1832: He becomes sympathetic to the liberal and republican political movements and is briefly imprisoned for joining student demonstrations. 

1834: Inspired by Victor Hugo he starts to write plays. “Le Prince des Sots” and “Lara ou l’Expiation” are performed at the Theatre de l’Odeon and are well received by the critics. It is around this time he begins to use his pseudonym Gérard de Nerval named after a property in Oise which had belonged to the family. His maternal grandfather dies leaving him a large sum of money and he uses it to travel to Florence, Rome and Naples in Italy. 

1835: On his return to France he moves in with a group of Romantic artists including Camille Rogier. In May he founds the literary journal “Le Monde Dramatique” with his inheritance.

1836: The journal is not a success and leaves him with debts and he sells it. He travels to Belgium with Gautier in July. He meets and is reputed to fall in love with the actress Jenny Colon.

1837: The opera “Piquillo” is performed at the Opéra-Comique. Despite the libretto being a joint effort only Dumas’s name appears on the programme. Jenny Colon performs the main role.

1838: Jenny Colon marries another man much his disappointment. In the summer he travels with Dumas to Germany to work on “Léo Burckart”.

1839: “Léo Burckart” is premiered at the Theatre de la Porte-Saint-Martin in Paris on 16th April shortly after another joint effort with Dumas, the play “L’Alchimiste” (The Alchemist). In November he travels to Vienna, where he meets the Belgian pianist Marie Pleyel at the French embassy. 

1840: In March, back in France, he takes over Gautier’s column in the newspaper “La Presse”. He travels to Belgium in October. On 15th December “Piquillo” is premiered in Brussels, where he meets Jenny Colon and Marie Pleyel once more.

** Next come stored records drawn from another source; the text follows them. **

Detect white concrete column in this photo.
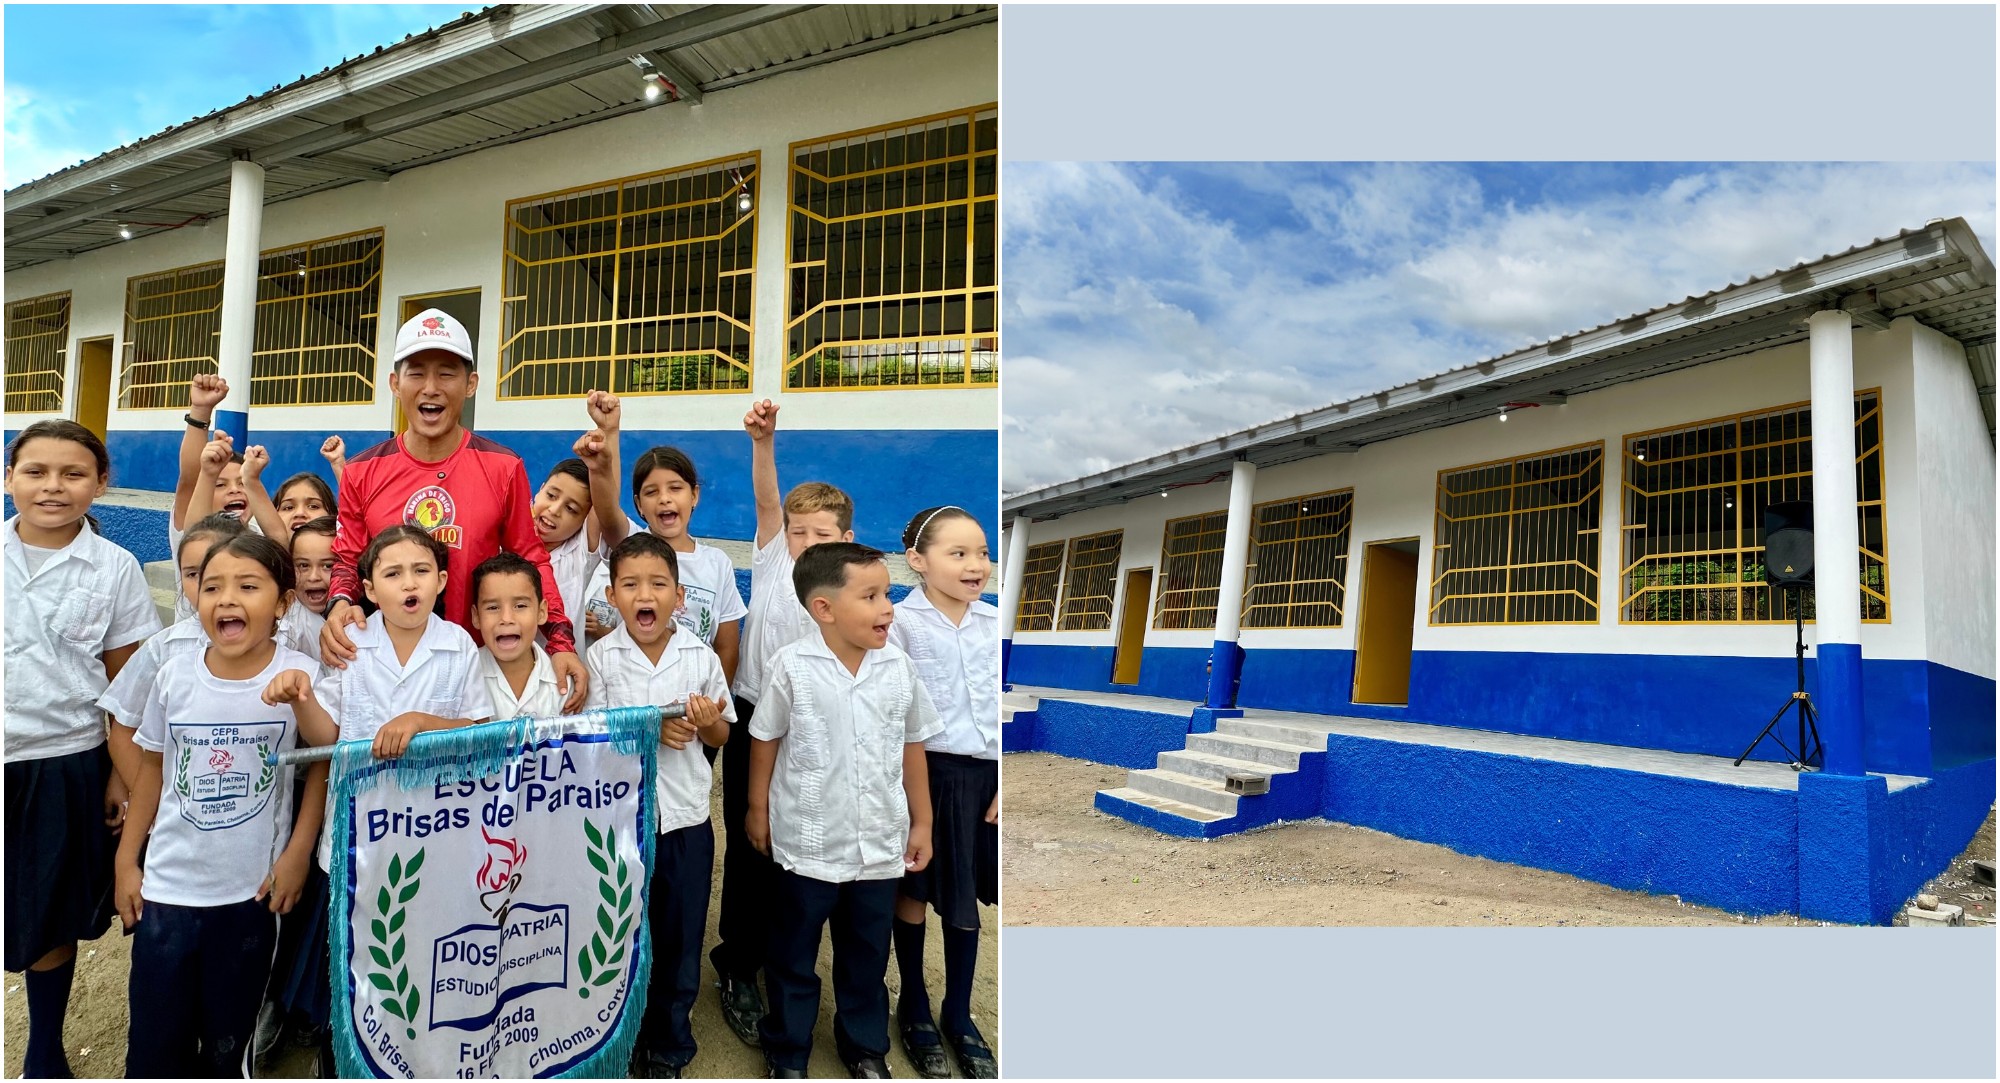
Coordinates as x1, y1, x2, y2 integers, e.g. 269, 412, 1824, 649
212, 159, 265, 447
1206, 459, 1258, 707
998, 514, 1033, 683
1807, 308, 1864, 775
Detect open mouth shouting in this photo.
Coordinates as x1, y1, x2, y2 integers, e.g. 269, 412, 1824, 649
632, 605, 660, 633
491, 627, 524, 652
869, 618, 892, 645
214, 615, 249, 642
400, 592, 424, 615
651, 508, 682, 534
300, 586, 329, 609
415, 402, 447, 425
222, 498, 249, 518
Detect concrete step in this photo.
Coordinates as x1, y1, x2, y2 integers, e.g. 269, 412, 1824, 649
1157, 748, 1290, 786
1187, 731, 1316, 769
1124, 768, 1240, 816
145, 560, 180, 628
1095, 786, 1231, 824
1217, 717, 1338, 750
1002, 690, 1040, 712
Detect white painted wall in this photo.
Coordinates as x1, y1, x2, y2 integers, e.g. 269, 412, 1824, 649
1013, 325, 1980, 665
1910, 320, 1997, 679
4, 24, 997, 436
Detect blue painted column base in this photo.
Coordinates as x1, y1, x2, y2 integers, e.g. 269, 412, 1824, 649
1000, 637, 1013, 692
1797, 771, 1890, 924
1189, 707, 1243, 734
1206, 639, 1245, 709
213, 408, 249, 450
1817, 642, 1866, 776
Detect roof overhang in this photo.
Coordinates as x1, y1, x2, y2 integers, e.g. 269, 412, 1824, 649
3, 3, 997, 271
1004, 218, 1996, 523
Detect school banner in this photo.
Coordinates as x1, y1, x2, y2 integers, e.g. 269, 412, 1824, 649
323, 707, 660, 1079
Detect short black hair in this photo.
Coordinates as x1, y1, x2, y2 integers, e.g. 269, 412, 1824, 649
198, 532, 298, 617
630, 446, 699, 503
793, 542, 886, 608
607, 531, 680, 583
546, 458, 590, 492
180, 512, 248, 562
471, 551, 543, 605
290, 514, 337, 547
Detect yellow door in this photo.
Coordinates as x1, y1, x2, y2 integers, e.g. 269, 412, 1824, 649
74, 337, 113, 441
1353, 541, 1418, 705
1111, 568, 1152, 685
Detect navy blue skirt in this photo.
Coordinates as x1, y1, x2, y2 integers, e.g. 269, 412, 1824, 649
901, 752, 998, 930
5, 744, 117, 971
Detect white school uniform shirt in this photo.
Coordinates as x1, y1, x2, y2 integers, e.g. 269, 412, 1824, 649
750, 635, 943, 883
585, 624, 736, 834
543, 526, 606, 649
733, 533, 818, 706
312, 613, 495, 870
99, 615, 209, 728
134, 646, 311, 907
585, 517, 747, 646
167, 516, 263, 622
887, 590, 1000, 761
476, 643, 565, 721
278, 599, 326, 666
4, 516, 160, 763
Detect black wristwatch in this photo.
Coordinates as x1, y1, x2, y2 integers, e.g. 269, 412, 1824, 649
184, 413, 210, 430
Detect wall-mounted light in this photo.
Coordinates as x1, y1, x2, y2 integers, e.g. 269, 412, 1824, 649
1498, 408, 1508, 422
643, 74, 662, 100
738, 190, 753, 213
118, 224, 133, 240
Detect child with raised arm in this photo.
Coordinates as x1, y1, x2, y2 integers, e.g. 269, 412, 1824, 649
887, 507, 999, 1078
115, 533, 325, 1077
4, 421, 160, 1079
747, 543, 940, 1080
529, 457, 605, 646
710, 398, 855, 1042
584, 532, 732, 1076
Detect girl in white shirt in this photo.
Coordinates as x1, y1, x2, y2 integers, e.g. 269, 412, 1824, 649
115, 531, 324, 1076
885, 506, 999, 1079
278, 515, 336, 665
3, 420, 160, 1080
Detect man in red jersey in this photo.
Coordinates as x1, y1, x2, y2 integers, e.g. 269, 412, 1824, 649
319, 309, 587, 710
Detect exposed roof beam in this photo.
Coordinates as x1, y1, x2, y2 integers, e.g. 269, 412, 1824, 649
4, 4, 599, 208
700, 7, 997, 95
1893, 284, 1994, 317
284, 155, 392, 182
10, 5, 817, 247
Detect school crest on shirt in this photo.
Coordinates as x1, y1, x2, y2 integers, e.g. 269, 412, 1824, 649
169, 721, 284, 831
404, 485, 463, 548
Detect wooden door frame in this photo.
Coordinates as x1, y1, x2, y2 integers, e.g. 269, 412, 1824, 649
1352, 537, 1420, 706
72, 335, 116, 441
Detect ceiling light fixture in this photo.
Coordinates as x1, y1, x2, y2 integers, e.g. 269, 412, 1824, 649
738, 190, 753, 213
118, 224, 133, 240
644, 76, 662, 100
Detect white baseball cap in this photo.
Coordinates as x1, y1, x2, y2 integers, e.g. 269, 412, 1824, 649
393, 308, 476, 368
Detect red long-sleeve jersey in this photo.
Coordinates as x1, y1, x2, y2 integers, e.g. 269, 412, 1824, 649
328, 430, 576, 655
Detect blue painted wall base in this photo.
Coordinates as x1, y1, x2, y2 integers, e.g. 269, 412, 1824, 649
1206, 639, 1244, 708
1796, 772, 1888, 924
1030, 698, 1191, 771
1189, 707, 1242, 734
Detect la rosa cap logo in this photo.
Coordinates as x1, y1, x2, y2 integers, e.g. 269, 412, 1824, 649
403, 485, 463, 547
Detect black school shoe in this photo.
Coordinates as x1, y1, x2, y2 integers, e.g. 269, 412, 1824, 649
718, 973, 765, 1047
765, 1060, 807, 1079
946, 1025, 997, 1079
899, 1018, 952, 1079
845, 1055, 892, 1078
631, 1049, 687, 1078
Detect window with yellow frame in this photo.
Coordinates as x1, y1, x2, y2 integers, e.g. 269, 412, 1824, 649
119, 229, 383, 410
1057, 530, 1124, 631
1244, 488, 1354, 629
5, 292, 70, 413
500, 155, 756, 399
1015, 540, 1065, 632
1433, 443, 1604, 625
786, 106, 996, 390
1153, 510, 1228, 629
1621, 390, 1887, 623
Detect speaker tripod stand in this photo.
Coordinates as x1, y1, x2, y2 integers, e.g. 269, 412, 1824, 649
1734, 587, 1823, 771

1841: He suffers a nervous breakdown on 23rd February and is cared for at the Sainte-Colombe Borstal. On 1st March Jules Janin publishes his obituary in the “Journal des Débats”. After another breakdown he is taken in by Dr Esprit Blanche’s clinic in Montmartre where he remains until November.

1842: Colon dies and he is deeply upset. On 22nd December he travels to Alexandria and Cairo in Egypt and then visits Constantinople, Malta and Naples.

1843: Back in Paris he begins writing “Voyage en Orient” (Voyage to the East) which includes ancient mythology and religious themes.

1844: He publishes articles about his recent trip and then visits Belgium, the Netherlands and London, England. He also writes novellas and opera librettos and translates poems by his friend Heinrich Heine which are published in 1849.

1850: He publishes “Les Faux Saulniers” (The Salt Smugglers).

1851: “Voyage en Orient” is published. Meanwhile his behaviour is seen as increasingly erratic, even taking his pet lobster, called Thibault, for a walk through the streets of Paris.

1853: He is locked up for his own safety on several occasions. He writes the short story “Sylvie” about the countryside of his childhood. He begins writing “Aurelia” in which he describes his obsessions, hallucinations and his unrequited love.

1854: He publishes “Des Filles du Feu” (Girls of Fire) which includes “Sylvie”, and the sonnet “Les Chimères” (The Chimeras).

Gerard de Nerval was found dead hanging from the bar of a cellar window in the rue de la Vieille Lanterne, Paris on the night of 26th January 1855. His funeral was held at Notre Dame Cathedral and he was buried in Pere Lachaise Cemetery in the city. Theophile Gautier and Arsene Houssaye not only paid for the ceremony but published “Aurelia” later that year.